Harvard team claims 'crack resistance' advance in reinforced rubber

Boston, Massachusetts – Researchers at Harvard University have reported new research findings that could significantly enhance the ability of particle-reinforced rubber materials to bear high loads and resist crack-growth over repeated use.

The team, led by Zhigang Suo, professor of mechanics and materials at School of Engineering and Applied Sciences (SEAS), found that a 'multi-scale approach' could surprisingly improved the performance, longevity and sustainability of rubber products such as tires.

Rubber is generally reinforced by rigid particles such as carbon black and silica for a range of applications, including tires, hoses, and dampeners, set out a release issued 15 Dec by the US university.

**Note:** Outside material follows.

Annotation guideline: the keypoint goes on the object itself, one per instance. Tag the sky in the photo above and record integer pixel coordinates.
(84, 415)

The particles greatly improve the stiffness of rubbers, but not the resistance to crack growth when the material is cyclically stretched, i.e. fatigue threshold.

Indeed, according to the university researchers, the fatigue-threshold of particle-reinforced rubbers “has not improved much since it was first measured in the 1950s”.

The Harvard team had previously succeeded in "markedly increasing" the fatigue-threshold of rubbers by lengthening polymer chains and densifying entanglements.

This time, they added silica particles to their highly-entangled rubber molecules, assuming – as widely understood – that the particles would increase stiffness but not affect fatigue-threshold.

The actual research findings came as "quite a surprise,” reported Jason Steck, a former graduate student at SEAS and co-first author of the paper.

“We did not expect that adding particles would increase the fatigue-threshold, but we discovered that it increased by a factor of ten.”

In the Harvard team’s material, the polymer chains are long and highly entangled, while the particles are clustered and covalently bonded to the polymer chains.

“As it turns out,” said Junsoo Kim, a former graduate student at SEAS and co-first author of the paper, the material “deconcentrates” stress around a crack over two length scales: the scale of polymer chains, and the scale of particles.

“This combination stops the growth of a crack in the material,” he added.

The team demonstrated their approach by cutting a crack in a piece of their material and then stretching it tens of thousands of times.

In these experiments, the crack never grew, according to the Harvard statement.

“Our approach of multiscale stress deconcentration expands the space of material properties, opening doors to curtailing polymer-pollution and building high-performance soft machines,” said Suo.

Traditional approaches, said co-author Yakov Kutsovsky, “missed these critical insights of using multi-scale stress deconcentration to achieve high performance elastomeric materials for broad industrial uses.”

According to Kutsovsky, the design principles can be applicable to a wide range of industries, including high-volume applications such as tires and industrial rubber goods, as well as emerging applications such as wearable devices.